When the strike began on June 30th, I opined that
The timing of the strike leaves me with the slim hope that this is a strong-arm "let's wreck the 4th of July weekend" kind of move. The news from Crain's, however, leaves me with a feeling of mild dread that this may linger for some time.News shortly after the strike began was that the unions and the negotiating entity for contractors, the Mid-America Regional Bargaining Association, or MARBA, would be going back to the negotiating table on July 7th, with additional meetings scheduled, if necessary, for the 9th and the 12th. This strengthened my hope that the differences would be resolved shortly.
The negotiating days of the 7th, 9th and 12th have come and gone, with both parties still at stalemate.

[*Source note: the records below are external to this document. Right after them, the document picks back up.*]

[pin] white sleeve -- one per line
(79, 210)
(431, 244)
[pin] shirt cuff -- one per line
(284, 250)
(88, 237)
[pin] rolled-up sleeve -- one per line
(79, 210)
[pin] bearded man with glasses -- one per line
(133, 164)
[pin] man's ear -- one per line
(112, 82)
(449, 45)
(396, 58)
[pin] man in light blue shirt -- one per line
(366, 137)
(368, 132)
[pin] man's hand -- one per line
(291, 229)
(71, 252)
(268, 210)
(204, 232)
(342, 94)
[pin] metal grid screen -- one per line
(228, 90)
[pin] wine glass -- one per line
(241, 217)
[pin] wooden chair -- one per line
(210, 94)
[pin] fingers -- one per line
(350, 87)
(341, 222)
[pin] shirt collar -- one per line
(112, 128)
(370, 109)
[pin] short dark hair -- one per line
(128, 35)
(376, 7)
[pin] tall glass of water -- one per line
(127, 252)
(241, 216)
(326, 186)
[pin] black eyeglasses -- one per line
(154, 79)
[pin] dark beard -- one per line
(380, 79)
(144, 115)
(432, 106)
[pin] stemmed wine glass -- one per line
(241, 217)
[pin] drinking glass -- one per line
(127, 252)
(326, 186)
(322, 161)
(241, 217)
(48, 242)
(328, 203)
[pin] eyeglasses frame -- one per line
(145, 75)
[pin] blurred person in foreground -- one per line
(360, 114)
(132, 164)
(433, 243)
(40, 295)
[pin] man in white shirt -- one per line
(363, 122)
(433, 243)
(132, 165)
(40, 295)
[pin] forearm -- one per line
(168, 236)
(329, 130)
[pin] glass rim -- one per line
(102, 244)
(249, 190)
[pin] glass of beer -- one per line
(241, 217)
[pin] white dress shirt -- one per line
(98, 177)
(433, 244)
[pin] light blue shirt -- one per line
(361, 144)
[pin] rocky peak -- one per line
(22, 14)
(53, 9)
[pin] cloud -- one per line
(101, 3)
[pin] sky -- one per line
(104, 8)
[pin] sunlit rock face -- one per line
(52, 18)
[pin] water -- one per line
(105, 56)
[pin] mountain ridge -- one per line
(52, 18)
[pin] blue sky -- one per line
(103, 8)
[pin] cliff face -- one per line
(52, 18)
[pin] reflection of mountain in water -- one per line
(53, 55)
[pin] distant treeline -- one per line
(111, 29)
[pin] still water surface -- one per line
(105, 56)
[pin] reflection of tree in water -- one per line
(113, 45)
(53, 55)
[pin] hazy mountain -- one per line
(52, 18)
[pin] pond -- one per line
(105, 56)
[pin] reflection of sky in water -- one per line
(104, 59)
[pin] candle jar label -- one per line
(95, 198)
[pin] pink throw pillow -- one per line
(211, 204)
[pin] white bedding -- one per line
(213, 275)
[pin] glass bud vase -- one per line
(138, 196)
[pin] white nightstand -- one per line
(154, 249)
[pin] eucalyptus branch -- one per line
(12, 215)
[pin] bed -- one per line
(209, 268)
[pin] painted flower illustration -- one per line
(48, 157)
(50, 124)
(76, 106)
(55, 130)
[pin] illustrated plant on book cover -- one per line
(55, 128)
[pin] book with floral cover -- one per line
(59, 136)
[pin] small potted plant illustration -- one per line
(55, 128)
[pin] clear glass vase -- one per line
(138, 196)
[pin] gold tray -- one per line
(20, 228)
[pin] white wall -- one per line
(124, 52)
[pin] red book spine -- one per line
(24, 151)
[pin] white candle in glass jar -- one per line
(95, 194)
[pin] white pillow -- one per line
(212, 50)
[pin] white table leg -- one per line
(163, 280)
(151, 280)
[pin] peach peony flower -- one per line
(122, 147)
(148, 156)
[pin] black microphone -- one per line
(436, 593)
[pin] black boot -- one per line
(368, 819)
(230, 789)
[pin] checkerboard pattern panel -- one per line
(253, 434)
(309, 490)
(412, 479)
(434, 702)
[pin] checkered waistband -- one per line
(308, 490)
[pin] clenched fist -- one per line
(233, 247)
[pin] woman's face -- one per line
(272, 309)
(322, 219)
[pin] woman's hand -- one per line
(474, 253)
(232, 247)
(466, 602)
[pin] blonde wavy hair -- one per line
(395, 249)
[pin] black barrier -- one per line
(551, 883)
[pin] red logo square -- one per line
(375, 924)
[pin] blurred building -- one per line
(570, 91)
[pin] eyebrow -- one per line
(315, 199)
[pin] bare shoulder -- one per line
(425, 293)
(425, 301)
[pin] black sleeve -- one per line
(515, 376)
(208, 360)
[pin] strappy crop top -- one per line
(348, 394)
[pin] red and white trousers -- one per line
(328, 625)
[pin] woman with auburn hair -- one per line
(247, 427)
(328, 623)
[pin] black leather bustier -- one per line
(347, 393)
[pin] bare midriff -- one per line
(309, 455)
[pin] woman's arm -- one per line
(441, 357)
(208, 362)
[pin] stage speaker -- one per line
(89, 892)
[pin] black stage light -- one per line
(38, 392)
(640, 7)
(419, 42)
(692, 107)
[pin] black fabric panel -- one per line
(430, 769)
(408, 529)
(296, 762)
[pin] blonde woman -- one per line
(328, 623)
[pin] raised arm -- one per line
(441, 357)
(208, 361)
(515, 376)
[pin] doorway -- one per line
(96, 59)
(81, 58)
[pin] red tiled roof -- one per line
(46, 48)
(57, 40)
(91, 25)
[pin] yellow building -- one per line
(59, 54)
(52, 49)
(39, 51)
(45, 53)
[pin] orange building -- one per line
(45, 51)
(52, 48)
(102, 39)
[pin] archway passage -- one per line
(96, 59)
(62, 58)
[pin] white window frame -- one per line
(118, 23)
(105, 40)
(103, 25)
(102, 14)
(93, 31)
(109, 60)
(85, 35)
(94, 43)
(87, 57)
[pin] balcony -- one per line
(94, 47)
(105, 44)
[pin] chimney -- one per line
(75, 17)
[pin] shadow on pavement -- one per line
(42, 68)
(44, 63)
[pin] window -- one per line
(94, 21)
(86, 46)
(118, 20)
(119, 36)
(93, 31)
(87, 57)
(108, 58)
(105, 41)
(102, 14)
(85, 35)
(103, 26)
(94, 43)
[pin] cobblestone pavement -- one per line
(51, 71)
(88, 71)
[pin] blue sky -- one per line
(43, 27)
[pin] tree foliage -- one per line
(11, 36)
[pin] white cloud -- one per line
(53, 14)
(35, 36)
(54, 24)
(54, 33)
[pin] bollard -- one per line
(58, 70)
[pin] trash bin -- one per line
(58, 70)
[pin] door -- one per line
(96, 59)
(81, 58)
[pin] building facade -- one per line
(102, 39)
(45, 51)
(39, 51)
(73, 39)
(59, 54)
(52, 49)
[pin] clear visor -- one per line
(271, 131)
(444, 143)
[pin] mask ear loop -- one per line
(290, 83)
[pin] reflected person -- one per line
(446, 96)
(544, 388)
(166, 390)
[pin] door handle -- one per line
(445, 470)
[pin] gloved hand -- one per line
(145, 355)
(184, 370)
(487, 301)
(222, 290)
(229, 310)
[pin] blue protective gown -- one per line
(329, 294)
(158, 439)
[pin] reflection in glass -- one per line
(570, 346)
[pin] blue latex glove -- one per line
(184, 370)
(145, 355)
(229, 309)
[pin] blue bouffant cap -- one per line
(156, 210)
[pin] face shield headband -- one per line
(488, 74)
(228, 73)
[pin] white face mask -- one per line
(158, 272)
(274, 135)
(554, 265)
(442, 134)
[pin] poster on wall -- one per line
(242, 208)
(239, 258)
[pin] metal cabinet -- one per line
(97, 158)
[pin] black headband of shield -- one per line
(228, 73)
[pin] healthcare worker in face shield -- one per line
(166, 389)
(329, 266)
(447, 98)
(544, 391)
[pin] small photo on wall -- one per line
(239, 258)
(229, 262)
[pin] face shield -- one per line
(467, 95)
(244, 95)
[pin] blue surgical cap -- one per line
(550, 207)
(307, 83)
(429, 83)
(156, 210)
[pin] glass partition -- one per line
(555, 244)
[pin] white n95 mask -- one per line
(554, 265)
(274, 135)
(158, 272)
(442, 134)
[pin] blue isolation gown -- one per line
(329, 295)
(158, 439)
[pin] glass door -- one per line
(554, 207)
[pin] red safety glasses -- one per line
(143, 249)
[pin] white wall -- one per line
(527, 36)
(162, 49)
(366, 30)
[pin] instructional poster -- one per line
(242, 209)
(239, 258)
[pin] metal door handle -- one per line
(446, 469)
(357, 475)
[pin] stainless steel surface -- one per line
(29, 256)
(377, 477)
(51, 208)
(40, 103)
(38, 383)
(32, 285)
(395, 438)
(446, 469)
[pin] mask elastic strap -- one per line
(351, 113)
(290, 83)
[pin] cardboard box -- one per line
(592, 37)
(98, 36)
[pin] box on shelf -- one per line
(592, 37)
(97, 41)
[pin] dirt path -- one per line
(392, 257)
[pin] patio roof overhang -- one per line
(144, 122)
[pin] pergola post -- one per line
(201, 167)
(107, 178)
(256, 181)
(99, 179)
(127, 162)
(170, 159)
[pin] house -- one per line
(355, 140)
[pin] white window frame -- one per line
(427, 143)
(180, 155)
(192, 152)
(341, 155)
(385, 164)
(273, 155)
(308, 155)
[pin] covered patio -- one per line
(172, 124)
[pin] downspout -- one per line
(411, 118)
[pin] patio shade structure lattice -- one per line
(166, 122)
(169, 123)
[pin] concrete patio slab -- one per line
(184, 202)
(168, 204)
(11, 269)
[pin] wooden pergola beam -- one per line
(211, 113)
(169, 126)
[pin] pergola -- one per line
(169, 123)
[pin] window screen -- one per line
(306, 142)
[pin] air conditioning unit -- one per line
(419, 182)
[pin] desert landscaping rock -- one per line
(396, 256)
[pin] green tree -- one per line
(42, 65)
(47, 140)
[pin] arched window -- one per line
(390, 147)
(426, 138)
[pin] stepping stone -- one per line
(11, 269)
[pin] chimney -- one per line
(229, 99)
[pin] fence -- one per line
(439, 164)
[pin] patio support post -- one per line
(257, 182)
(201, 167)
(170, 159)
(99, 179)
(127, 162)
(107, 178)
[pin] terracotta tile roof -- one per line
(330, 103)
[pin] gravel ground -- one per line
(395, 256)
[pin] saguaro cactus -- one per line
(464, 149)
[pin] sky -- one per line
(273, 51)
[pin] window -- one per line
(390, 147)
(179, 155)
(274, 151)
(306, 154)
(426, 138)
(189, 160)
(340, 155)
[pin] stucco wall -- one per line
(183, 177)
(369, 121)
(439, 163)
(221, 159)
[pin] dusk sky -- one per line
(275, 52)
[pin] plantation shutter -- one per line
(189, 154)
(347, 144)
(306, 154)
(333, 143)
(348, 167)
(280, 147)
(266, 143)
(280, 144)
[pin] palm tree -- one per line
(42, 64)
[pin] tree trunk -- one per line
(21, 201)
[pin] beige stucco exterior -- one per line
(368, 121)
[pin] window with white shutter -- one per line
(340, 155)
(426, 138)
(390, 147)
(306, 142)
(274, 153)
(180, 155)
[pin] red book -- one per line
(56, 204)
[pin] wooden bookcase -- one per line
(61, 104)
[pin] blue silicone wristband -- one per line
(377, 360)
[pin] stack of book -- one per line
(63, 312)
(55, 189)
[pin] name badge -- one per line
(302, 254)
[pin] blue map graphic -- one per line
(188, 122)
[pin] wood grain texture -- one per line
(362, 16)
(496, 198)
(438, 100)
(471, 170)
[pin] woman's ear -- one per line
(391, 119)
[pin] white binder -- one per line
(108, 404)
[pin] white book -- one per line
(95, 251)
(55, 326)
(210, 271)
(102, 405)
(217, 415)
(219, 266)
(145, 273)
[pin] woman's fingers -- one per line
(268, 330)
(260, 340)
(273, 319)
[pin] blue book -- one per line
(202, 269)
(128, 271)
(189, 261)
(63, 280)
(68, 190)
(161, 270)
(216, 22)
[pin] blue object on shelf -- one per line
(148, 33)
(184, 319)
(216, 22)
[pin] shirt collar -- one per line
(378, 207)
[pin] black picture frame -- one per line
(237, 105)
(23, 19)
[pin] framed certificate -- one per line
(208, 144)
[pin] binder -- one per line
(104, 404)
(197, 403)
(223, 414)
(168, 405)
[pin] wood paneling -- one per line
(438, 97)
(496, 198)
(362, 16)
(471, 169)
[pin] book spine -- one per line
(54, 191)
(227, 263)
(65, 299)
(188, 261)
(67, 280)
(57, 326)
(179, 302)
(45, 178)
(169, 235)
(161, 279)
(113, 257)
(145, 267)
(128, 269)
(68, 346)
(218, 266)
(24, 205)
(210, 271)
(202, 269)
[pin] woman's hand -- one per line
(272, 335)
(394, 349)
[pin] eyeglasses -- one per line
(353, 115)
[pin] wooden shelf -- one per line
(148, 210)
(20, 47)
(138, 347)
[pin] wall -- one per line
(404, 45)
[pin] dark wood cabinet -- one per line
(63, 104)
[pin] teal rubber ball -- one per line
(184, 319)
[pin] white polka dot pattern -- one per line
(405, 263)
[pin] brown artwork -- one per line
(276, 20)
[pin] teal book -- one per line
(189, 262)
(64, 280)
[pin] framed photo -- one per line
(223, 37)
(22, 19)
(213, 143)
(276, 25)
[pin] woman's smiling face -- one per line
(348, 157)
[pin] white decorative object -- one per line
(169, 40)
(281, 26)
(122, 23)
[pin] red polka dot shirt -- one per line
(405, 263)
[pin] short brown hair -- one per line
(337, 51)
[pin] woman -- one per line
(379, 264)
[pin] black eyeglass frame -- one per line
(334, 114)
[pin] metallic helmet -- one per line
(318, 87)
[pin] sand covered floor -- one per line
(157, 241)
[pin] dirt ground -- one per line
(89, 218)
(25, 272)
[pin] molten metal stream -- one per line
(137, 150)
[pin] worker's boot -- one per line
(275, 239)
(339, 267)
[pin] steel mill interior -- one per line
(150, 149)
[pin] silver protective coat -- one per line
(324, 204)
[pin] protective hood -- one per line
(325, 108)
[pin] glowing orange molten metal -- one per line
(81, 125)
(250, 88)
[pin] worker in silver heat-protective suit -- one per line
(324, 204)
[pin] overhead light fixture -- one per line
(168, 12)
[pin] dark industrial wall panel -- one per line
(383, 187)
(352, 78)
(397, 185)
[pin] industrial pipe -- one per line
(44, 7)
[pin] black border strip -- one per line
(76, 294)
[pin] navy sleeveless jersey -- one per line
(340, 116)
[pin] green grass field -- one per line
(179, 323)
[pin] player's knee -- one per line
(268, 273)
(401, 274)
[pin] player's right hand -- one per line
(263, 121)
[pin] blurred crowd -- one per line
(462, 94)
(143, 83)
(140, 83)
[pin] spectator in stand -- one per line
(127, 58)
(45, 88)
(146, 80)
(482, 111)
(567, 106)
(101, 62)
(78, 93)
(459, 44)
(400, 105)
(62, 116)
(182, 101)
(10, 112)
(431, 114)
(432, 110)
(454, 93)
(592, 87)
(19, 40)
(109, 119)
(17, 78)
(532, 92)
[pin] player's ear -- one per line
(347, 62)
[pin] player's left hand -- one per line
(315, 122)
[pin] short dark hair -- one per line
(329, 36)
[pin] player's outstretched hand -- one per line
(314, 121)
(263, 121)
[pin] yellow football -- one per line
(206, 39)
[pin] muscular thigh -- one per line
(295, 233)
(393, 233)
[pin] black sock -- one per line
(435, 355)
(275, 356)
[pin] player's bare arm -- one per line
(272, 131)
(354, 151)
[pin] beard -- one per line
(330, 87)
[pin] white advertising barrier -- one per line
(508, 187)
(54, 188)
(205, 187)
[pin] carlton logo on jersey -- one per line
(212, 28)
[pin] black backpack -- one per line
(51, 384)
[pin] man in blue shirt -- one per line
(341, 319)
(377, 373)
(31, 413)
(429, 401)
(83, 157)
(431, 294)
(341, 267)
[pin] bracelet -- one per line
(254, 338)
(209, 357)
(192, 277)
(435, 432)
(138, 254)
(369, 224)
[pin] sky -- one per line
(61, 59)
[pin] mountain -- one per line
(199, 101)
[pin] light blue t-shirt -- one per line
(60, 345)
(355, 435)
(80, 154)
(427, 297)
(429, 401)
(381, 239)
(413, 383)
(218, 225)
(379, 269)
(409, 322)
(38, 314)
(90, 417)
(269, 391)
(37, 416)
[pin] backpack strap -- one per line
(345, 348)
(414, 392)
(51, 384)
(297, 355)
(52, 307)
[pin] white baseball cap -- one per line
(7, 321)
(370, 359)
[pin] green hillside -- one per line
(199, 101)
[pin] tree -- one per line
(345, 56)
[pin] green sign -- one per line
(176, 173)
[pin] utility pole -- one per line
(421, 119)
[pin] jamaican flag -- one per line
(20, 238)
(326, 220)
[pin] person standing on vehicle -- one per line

News on the negotiations is slim, with updates available at the Operators Union website, Local 150. Local 150 is, in fact, controlling the narrative of these negotiations, while MARBA remains silent. After negotiations have gone on with no resolution, James M. Sweeney, President-Business Manager for Local 150, released the following statement
“The Unions and employers did not reach an agreement tonight, and we are tremendously disappointed at the employers’ lack of urgency, refusing to meet with us until Monday, July 19th. Once again, we made ourselves available around the clock, and the employers are stalling. They do not seem to understand that there are workers and contractors whose survival hinges upon these negotiations.
“It is becoming more apparent that MARBA’s intent is likely not only to starve out our members, but also to starve out the smaller contractors within their own ranks. Many of the contractors who have assigned their bargaining rights to MARBA are very small businesses, and delaying negotiations for another week puts those contractors’ survival in jeopardy.
“Local 150 will continue to provide for our members during this strike. Local 150’s Food Bank provides boxes of food for 1,000 families a week and we have subsidized COBRA payments for 1,200 families who have lost their healthcare coverage. Our International Union has pledged its financial backing to support striking members and their families. If the employers think they are going to starve out Local 150, they are sorely mistaken. We will continue to provide for our members as we always have until the employers.
“We are not negotiating for wages, but to protect our healthcare and benefits. Despite the fact that benefit actuaries gave employer representatives the very same cost figures that we have for our funds last Friday, the employers’ latest proposal still would not cover costs, and would require significant reductions in wages or benefits. MARBA says that they are not looking to make cuts, but that is exactly what their proposal would do.
“Local 150 has committed $150 million of our own money to make up the gap in our funds caused by a nearly 40 percent reduction in hours worked. We are asking the employers to share the burden with us. All of these funds are jointly administered by labor and management, so the employers have a responsibility to maintain the health of these funds as well.
“Local 150 and other area Unions have reached contract settlements over the past few weeks for significantly more than what Local 150 is asking for here, and far more than what is being offered by employers, often with little or nothing going to wages. MARBA claims that our proposals are not realistic, but these types of packages have very recently been agreed upon in, Peoria, the Quad Cities, Northwest Indiana and throughout the construction industry in Northern Illinois.Further, according to People's World Blog, Local 150 is controlling the narrative with both talk radio and the newspapers in Chicago.
“If the employers do not believe that we understand the current economy, we invite them to come hand out boxes of food to our members one night. Our members have been hit as hard as anyone by this recession, but we will not give away everything we have bargained for because the employers don’t want to negotiate with us.”
Ed Maher, spokesman for Local 150 told Chicago Public Radio that union members want to get back to work as soon as possible.MARBA, on the other hand, appears entirely oblivious of the existence of any form of media. They have not had spokespeople on the radio, or interviewing with newspapers. The only correspondence I've come across from them is again at People's World Blog:
"But they don't want to do it at the cost of 30 years worth of bargaining," he said. "No body likes this strike. A strike is never a first option. But we're certainly not going to give up our health care without a fight, and certainly not to an organization that isn't willing to negotiate with us."
MARBA representatives say they are not seeking to reduce wages and are surprised that the workers would strike during the midst of an unstable economy. The construction companies argue that funds are tight because of the economic downturn.After significant initial public bafflement and outrage at this strike, MARBA is beginning to lose ground in the court of public opinion. The two parties don't appear to be significantly far off from reaching an agreement, but if MARBA continues to allow Local 150 to control 100% of the public narrative, it seems as if MARBA will lose more than just a bit of the bargaining position this current economy has afforded them.